There are two main classifications of curtain wall systems: unitized curtain walls and stick-built systems. Unitized systems are composed of large pre-fabricated units that are erected on the building’s facade. In contrast, stick-built curtain walls are installed piece by piece.
In essence, the key distinctions between these systems lie in their installation methods and, often, their manufacturing techniques. Unitized systems involve the construction and insulation of large units at the manufacturing site, which are then transported and assembled on-site. On the other hand, stick-built systems involve the construction of individual components directly at the work site.

Unitized Curtain Systems

Unitized curtain systems consist of large glass units that are manufactured and glazed within a controlled factory environment before being transported to the construction site. Once on-site, these units can be easily lifted and attached to anchors on the building. This type of system is known for its high quality, achieved through precise fabrication tolerances in a climate-controlled setting. A notable advantage of unitized systems is the speed of installation, as there is no need for on-site glazing.

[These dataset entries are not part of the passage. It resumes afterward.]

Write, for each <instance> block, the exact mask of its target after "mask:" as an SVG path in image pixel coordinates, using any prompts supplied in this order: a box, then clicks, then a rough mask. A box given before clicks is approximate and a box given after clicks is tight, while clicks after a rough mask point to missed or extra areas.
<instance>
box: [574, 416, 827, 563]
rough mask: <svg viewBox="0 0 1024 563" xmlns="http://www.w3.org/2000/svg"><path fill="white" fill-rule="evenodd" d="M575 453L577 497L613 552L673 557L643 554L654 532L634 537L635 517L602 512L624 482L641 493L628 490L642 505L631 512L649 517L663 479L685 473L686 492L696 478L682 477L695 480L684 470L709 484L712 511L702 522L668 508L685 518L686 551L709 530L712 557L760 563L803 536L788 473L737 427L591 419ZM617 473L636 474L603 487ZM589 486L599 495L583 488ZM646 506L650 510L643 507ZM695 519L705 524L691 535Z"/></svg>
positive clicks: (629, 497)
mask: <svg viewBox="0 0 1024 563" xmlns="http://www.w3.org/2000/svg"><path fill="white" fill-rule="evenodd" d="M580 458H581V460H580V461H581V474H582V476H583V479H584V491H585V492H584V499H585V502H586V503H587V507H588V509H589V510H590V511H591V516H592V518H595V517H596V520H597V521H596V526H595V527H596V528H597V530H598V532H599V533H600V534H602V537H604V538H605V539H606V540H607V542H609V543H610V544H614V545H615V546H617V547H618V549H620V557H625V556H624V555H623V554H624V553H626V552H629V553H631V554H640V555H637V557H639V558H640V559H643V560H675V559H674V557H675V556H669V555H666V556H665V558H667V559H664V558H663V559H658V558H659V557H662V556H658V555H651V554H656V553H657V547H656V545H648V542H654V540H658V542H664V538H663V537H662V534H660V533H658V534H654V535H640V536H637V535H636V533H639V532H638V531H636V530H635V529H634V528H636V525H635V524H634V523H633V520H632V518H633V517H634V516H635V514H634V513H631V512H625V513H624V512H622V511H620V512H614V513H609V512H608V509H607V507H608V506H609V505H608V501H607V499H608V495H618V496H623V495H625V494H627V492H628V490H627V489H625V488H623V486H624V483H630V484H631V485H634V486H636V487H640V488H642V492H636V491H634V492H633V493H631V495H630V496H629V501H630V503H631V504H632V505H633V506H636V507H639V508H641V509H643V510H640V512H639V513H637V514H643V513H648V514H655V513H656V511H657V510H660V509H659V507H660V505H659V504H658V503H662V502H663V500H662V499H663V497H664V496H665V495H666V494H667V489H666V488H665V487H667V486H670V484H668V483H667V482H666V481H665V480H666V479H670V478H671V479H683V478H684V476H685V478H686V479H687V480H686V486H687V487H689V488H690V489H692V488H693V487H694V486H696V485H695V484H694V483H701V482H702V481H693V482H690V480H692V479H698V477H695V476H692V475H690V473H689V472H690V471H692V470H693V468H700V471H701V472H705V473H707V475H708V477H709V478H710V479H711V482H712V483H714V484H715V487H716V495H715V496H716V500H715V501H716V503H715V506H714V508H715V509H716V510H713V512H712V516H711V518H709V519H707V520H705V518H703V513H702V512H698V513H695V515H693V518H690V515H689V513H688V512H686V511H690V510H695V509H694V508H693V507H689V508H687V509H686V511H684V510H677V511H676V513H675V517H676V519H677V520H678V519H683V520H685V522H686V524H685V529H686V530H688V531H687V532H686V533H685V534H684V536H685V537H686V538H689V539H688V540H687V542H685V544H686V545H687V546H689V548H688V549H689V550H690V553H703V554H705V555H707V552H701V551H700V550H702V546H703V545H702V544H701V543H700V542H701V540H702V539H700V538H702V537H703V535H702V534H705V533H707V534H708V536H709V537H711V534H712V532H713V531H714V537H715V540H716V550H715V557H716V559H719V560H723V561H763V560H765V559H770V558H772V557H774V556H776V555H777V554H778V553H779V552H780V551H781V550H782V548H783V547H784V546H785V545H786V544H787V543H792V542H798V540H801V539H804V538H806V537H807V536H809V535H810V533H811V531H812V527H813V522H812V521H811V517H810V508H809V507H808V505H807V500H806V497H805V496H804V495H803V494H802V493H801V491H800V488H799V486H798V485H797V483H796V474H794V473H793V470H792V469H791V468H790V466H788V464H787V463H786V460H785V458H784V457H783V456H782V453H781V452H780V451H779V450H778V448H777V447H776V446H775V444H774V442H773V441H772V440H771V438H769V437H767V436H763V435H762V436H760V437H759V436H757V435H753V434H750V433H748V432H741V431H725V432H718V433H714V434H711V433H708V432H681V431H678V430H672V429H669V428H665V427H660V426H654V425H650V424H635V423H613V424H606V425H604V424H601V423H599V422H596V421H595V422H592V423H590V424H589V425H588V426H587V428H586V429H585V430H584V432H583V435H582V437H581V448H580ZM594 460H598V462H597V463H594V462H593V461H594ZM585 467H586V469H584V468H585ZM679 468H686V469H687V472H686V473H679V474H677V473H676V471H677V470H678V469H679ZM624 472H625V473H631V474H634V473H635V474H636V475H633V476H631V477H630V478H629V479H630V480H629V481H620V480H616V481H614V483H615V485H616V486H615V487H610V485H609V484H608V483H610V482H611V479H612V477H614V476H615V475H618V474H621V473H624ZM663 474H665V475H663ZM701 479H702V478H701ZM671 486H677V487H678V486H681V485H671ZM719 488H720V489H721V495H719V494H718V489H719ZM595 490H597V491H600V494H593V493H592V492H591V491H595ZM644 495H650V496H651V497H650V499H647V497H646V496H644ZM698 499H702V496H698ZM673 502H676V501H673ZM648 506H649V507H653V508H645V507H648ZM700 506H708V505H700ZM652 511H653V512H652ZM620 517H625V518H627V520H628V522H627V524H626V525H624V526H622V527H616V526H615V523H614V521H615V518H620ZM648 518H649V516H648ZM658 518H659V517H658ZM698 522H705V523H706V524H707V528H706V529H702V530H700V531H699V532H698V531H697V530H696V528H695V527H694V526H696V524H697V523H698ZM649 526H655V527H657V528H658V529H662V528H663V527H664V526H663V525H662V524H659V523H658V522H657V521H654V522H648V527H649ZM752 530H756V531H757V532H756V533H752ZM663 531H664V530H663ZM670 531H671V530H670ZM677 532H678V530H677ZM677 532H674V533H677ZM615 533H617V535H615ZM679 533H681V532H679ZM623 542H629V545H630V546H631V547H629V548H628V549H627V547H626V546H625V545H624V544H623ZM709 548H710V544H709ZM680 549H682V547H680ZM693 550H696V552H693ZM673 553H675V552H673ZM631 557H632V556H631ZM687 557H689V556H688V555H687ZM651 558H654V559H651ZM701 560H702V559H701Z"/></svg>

Compared to stick-built systems, unitized systems can be installed in approximately one-third of the time. This makes them particularly suitable for projects requiring a large number of prefabricated unitized panels and where field labor costs are higher, thus enabling the shift of labor to a more cost-effective factory workforce. Additionally, unitized systems offer enhanced performance in terms of wind loads, air/moisture protection, seismic and blast resistance. They are well-suited for taller structures and projects with more regular conditions that allow for panel optimization.

Stick Built Glass System

If your project doesn’t meet the criteria for a unitized system, the alternative option is to opt for a stick-built system, which is the most common method for installing low to mid-rise curtain walls. In stick-built systems, elongated aluminum pieces (referred to as “sticks”) are inserted vertically between floors and horizontally between vertical members to provide support and transfer the load of the glass back to the structure.

The majority of the assembly and glazing work for stick-built systems takes place on-site. One advantage of stick-built systems is their cost-effectiveness for facades that require lower volumes and involve complex conditions. Lead times for fabricated materials to be delivered to the site are typically shorter compared to unitized systems, and upfront staging requirements are reduced. In contrast, unitized systems may require six months to a year for this process.

However, the trade-off is that on-site installation for stick-built systems takes longer to complete. Additionally, a significant amount of space is necessary for material storage and installation on-site, which can pose challenges in high-traffic cities with limited job site area.